INFO: This is a clone/update of apache/lucene-solr#2176 (for more detailed discussion see this old PR from the Lucene/Solr combined repository)

This is just a draft PR for a first insight on memory mapping improvements in JDK 16+.

Some background information: Starting with JDK-14, there is a new incubating module "jdk.incubator.foreign" that has a new, not yet stable API for accessing off-heap memory (and later it will also support calling functions using classical MethodHandles that are located in libraries like .so or .dll files). This incubator module has several versions:

  • first version: https://openjdk.java.net/jeps/370 (slow, very buggy and thread confinement, so making it unuseable with Lucene)
  • second version: https://openjdk.java.net/jeps/383 (still thread confinement, but now allows transfer of "ownership" to other threads; this is still impossible to use with Lucene.
  • third version in JDK 16: https://openjdk.java.net/jeps/393 (this version has included "Support for shared segments"). This now allows us to safely use the same external mmaped memory from different threads and also unmap it!

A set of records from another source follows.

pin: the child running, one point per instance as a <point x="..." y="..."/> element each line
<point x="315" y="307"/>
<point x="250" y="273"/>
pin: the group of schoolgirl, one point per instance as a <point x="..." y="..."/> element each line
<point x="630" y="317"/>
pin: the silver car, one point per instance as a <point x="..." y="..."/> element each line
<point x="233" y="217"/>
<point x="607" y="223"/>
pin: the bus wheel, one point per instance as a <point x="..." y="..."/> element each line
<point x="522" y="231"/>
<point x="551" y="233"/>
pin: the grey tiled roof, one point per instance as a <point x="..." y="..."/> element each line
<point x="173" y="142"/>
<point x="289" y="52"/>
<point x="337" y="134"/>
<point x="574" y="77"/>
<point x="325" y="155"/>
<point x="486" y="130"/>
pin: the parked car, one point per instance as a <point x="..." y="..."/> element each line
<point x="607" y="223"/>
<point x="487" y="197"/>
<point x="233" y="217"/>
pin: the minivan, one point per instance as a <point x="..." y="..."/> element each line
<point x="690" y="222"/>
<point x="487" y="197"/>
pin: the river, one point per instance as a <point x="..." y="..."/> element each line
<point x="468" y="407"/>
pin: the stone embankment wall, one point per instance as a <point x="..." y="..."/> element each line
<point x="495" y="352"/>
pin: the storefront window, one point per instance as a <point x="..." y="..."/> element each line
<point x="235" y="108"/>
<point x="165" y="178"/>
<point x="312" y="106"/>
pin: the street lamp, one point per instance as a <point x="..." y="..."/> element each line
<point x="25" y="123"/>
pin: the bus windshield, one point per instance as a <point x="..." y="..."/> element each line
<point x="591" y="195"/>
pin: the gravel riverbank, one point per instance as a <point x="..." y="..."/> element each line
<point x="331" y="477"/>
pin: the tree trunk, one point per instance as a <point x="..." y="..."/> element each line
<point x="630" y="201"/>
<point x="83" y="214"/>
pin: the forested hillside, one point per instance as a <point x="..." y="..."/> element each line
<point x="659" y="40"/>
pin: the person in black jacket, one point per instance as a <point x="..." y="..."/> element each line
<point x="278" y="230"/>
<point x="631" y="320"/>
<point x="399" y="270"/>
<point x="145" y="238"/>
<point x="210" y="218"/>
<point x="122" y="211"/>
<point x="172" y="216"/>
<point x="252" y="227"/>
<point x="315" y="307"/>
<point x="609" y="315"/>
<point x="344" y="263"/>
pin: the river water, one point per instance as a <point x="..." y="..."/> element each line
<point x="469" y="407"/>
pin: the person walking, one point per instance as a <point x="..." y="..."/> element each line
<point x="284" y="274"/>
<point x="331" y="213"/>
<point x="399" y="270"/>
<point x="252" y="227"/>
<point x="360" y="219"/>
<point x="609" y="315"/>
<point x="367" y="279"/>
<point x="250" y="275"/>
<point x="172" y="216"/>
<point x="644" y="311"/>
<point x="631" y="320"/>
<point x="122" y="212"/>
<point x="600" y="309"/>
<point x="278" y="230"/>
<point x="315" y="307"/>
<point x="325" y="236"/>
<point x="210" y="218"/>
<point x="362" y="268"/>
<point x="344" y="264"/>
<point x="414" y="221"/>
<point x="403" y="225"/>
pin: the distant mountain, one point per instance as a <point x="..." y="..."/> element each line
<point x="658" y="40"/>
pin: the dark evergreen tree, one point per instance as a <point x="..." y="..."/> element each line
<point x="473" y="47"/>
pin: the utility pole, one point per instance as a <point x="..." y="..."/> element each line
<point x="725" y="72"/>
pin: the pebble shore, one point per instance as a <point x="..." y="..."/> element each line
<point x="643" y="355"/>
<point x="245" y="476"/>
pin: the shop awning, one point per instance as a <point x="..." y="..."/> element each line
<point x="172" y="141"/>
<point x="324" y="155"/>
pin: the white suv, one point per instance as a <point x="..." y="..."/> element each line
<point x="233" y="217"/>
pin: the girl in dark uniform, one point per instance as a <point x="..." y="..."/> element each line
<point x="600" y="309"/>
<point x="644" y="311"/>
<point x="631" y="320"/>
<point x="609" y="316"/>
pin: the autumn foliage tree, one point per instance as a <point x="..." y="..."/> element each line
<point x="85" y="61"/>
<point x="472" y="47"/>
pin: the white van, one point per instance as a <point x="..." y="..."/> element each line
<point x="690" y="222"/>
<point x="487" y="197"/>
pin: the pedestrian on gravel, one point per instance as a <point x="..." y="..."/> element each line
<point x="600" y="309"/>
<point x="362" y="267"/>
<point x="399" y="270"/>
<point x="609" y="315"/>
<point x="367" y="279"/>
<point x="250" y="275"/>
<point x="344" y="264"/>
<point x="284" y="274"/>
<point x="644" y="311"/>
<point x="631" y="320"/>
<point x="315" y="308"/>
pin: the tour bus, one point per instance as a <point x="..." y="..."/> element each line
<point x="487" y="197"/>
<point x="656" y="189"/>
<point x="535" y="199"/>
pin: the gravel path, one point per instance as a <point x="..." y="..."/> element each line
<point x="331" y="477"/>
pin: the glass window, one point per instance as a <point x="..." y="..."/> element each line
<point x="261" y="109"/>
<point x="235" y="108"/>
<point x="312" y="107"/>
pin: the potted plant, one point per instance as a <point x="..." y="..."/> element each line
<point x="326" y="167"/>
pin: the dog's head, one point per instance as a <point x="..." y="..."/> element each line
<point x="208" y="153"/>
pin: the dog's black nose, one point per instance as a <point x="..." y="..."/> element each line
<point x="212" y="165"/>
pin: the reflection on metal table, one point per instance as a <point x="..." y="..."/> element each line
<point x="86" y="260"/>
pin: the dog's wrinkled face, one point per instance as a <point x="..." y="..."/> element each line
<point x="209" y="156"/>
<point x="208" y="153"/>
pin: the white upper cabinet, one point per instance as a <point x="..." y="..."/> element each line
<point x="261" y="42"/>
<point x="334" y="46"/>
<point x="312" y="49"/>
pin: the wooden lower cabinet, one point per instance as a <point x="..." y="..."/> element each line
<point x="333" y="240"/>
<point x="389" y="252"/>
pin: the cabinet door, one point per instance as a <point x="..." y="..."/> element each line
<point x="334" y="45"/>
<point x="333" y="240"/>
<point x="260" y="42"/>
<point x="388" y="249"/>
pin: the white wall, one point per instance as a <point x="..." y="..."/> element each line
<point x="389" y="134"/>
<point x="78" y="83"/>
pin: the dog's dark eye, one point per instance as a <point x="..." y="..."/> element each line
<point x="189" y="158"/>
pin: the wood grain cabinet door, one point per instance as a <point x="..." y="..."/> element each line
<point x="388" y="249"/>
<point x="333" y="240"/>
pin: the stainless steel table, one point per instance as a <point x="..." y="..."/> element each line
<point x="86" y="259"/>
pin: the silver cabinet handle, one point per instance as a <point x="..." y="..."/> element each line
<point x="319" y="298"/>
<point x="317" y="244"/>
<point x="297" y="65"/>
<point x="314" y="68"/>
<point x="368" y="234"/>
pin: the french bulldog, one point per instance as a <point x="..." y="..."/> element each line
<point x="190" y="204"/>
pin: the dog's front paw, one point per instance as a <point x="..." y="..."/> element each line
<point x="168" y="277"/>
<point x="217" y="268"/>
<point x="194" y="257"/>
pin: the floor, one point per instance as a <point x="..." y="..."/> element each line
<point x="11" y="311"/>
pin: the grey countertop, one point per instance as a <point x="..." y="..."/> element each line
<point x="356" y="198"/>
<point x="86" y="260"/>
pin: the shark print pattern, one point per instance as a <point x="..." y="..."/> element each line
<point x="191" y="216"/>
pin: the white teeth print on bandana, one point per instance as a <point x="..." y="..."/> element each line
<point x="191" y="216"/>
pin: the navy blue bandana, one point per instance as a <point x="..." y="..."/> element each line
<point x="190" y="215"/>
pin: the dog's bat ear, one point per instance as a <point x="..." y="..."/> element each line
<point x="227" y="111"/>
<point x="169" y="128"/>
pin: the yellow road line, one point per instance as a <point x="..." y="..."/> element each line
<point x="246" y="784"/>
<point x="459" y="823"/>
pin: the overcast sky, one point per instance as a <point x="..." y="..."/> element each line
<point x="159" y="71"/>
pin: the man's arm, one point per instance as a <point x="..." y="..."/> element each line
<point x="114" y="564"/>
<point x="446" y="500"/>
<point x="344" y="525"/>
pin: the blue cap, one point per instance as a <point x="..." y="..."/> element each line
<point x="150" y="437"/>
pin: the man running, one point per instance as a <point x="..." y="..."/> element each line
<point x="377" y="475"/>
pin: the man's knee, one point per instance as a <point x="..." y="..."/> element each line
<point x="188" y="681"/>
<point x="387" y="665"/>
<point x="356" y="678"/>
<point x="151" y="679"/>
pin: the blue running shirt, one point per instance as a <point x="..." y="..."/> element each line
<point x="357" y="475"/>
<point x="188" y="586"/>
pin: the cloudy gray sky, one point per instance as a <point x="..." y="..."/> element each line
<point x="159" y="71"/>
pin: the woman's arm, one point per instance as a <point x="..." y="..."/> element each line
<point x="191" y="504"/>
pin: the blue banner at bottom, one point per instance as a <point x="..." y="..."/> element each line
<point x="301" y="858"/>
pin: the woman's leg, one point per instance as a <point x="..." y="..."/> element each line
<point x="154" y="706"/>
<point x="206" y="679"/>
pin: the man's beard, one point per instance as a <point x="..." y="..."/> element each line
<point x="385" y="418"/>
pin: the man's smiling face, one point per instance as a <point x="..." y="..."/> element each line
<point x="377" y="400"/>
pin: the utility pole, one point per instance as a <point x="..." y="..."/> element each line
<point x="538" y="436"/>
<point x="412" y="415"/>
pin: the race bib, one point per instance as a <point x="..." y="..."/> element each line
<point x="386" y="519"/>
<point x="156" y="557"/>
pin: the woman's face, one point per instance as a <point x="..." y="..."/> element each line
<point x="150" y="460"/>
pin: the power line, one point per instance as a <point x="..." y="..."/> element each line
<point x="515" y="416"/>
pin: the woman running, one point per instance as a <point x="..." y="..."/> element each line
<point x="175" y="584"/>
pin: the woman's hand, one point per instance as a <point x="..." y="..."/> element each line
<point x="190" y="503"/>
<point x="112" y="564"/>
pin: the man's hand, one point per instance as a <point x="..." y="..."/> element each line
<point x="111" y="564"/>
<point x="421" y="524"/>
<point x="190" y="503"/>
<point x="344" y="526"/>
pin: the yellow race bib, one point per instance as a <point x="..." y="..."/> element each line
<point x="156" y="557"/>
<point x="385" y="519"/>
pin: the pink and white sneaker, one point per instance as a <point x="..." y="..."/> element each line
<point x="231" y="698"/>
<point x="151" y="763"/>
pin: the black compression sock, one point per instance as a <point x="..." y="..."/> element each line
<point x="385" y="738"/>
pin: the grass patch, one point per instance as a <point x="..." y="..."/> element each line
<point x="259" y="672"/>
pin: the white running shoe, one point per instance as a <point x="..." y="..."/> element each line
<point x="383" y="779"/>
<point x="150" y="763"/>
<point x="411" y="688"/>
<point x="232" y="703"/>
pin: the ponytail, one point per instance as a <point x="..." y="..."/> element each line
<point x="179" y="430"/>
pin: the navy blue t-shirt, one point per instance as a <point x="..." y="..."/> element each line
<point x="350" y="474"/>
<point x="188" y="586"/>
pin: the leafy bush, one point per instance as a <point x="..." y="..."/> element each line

This module more or less overcomes several problems:

  • ByteBuffer API is limited to 32bit (in fact MMapDirectory has to chunk in 1 GiB portions)
  • There is no official way to unmap ByteBuffers when the file is no longer used. There is a way to use sun.misc.Unsafe and forcefully unmap segments, but any IndexInput accessing the file from another thread will crush the JVM with SIGSEGV or SIGBUS. We learned to live with that and we happily apply the unsafe unmapping, but that's the main issue.

@uschindler had many discussions with the team at OpenJDK and finally with the third incubator, we have an API that works with Lucene. It was very fruitful discussions (thanks to @mcimadamore !)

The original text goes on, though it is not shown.